The causes, though, are deep and destined to persist unless drastic measures are taken, analysts say. Egypt faces a “triple attack,” according to Ahmed Heikal, the chairman of Qalaa Holdings, an investment holding company in Cairo that has extensive energy assets in Egypt. To begin with, there was a severe shortage of natural gas used to fuel electricity plants, caused in part by the government’s failure to pay arrears to international oil companies operating in Egypt that would allow further development of oil and gas fields.

Egypt’s gas production had dropped from about 6.1 billion cubic feet of gas per day two years ago, to 5.4 billion last year under Mr. Morsi, until it hit the current rate, at 4.7 billion cubic feet per day, he said.

Finally, existing electricity facilities have not been properly maintained. And new plants have not been built to keep up with escalating demand.

Egypt’s longtime autocrat, Hosni Mubarak, who was deposed during the uprising of 2011, has been faulted for the chronic shortfalls. His failure to scale back a generous fuel subsidy system encouraged energy-intensive industries and distorted the market, Mr. Heikal said. And Egypt’s transitional leaders shied away from making the necessary bold reforms.

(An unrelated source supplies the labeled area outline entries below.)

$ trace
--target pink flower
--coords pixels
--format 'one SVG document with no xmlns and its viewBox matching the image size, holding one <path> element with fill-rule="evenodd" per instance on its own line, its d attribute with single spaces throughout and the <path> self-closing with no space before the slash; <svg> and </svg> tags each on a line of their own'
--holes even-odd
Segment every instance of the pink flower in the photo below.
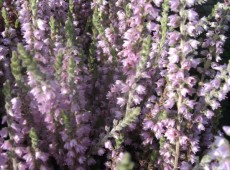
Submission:
<svg viewBox="0 0 230 170">
<path fill-rule="evenodd" d="M 187 10 L 187 15 L 188 15 L 188 20 L 189 21 L 194 21 L 198 19 L 198 14 L 196 11 L 194 11 L 193 9 L 189 9 Z"/>
<path fill-rule="evenodd" d="M 230 136 L 230 126 L 223 126 L 223 130 L 228 136 Z"/>
<path fill-rule="evenodd" d="M 143 85 L 138 85 L 136 88 L 136 92 L 137 94 L 145 94 L 146 93 L 146 89 Z"/>
<path fill-rule="evenodd" d="M 195 4 L 196 0 L 186 0 L 186 4 L 191 7 Z"/>
<path fill-rule="evenodd" d="M 122 97 L 118 97 L 117 98 L 117 104 L 120 105 L 120 107 L 123 107 L 126 104 L 125 99 Z"/>
<path fill-rule="evenodd" d="M 38 28 L 39 28 L 40 30 L 42 30 L 42 31 L 45 31 L 45 29 L 46 29 L 45 21 L 42 20 L 42 19 L 38 19 L 38 20 L 37 20 L 37 26 L 38 26 Z"/>
<path fill-rule="evenodd" d="M 170 15 L 168 19 L 169 19 L 168 26 L 171 26 L 173 28 L 177 28 L 179 26 L 180 16 L 174 14 L 174 15 Z"/>
<path fill-rule="evenodd" d="M 180 0 L 170 0 L 169 4 L 173 12 L 178 12 Z"/>
</svg>

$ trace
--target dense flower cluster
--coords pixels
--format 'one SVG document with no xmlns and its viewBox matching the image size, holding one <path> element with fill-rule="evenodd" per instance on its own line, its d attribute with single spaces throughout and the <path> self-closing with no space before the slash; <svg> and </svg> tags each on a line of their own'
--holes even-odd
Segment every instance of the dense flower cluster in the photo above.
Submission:
<svg viewBox="0 0 230 170">
<path fill-rule="evenodd" d="M 204 3 L 4 1 L 0 169 L 192 169 L 230 91 L 230 5 Z"/>
</svg>

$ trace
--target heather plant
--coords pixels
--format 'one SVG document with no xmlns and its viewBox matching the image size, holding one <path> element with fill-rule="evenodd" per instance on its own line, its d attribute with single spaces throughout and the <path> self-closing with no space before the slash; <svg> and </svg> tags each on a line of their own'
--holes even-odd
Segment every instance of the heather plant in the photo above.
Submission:
<svg viewBox="0 0 230 170">
<path fill-rule="evenodd" d="M 199 5 L 1 1 L 1 169 L 198 165 L 230 90 L 229 2 Z"/>
</svg>

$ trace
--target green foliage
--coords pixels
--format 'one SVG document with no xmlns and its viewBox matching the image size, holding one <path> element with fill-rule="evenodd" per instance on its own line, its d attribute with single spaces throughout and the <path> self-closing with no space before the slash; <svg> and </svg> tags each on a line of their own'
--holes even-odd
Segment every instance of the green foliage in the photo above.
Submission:
<svg viewBox="0 0 230 170">
<path fill-rule="evenodd" d="M 131 160 L 131 156 L 128 152 L 124 153 L 122 159 L 117 164 L 117 170 L 132 170 L 134 163 Z"/>
<path fill-rule="evenodd" d="M 37 132 L 33 127 L 30 129 L 29 136 L 31 139 L 32 148 L 36 149 L 38 147 L 39 139 L 38 139 Z"/>
<path fill-rule="evenodd" d="M 65 128 L 70 132 L 71 131 L 71 125 L 70 125 L 70 115 L 67 114 L 66 112 L 62 111 L 62 119 L 63 123 L 65 125 Z"/>
<path fill-rule="evenodd" d="M 125 12 L 126 12 L 127 17 L 131 17 L 131 8 L 130 8 L 130 4 L 127 4 L 127 5 L 126 5 Z"/>
<path fill-rule="evenodd" d="M 150 53 L 150 48 L 151 48 L 151 36 L 148 36 L 146 38 L 143 39 L 143 42 L 142 42 L 142 50 L 141 50 L 141 60 L 140 60 L 140 63 L 139 63 L 139 66 L 137 67 L 137 72 L 141 72 L 144 67 L 145 67 L 145 64 L 148 60 L 148 57 L 149 57 L 149 53 Z"/>
<path fill-rule="evenodd" d="M 11 67 L 11 71 L 12 71 L 12 74 L 13 74 L 15 80 L 20 81 L 22 79 L 21 64 L 20 64 L 20 60 L 17 56 L 17 53 L 15 51 L 12 52 L 10 67 Z"/>
<path fill-rule="evenodd" d="M 76 62 L 73 57 L 69 58 L 69 66 L 68 66 L 68 82 L 72 83 L 75 77 L 75 69 L 76 69 Z"/>
<path fill-rule="evenodd" d="M 7 80 L 3 85 L 3 94 L 5 96 L 6 101 L 11 100 L 11 87 L 10 87 L 10 81 Z"/>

“It’s self-inflicted pain of the first degree,” Mr. Heikal said, adding that Mr. Sisi had taken a positive first step, by sharply reducing fuel subsidies.

Yet actual relief was most likely still far away. For two years, there have been unsuccessful efforts to select a company to provide an offshore terminal that would allow Egypt to import natural gas to meet its shortfall, said Thomas Strouse, a Dubai-based analyst with the Energy Intelligence Group, which analyzes the global energy industry.

Mr. Sisi’s administration had not yet selected a company. As the weather cooled, and demand for energy subsided somewhat, “the sense of urgency to get it done is receding,” Mr. Strouse said.

Mr. Sisi will surely face a sharper test next summer, Mr. Strouse added. In the meantime, the crisis seemed to have prompted warnings to the government about keeping the Egyptian public, literally and figuratively, in the dark.

Complaining about the “information blackout” from officials in a column last week, an Egyptian writer, Mahmoud Khalil, invoked the public’s increasing willingness to dispense with leaders who failed them.

“There is one outcome of the waning patience of Egyptians, known to anyone who has witnessed the events of the past three years,” he wrote.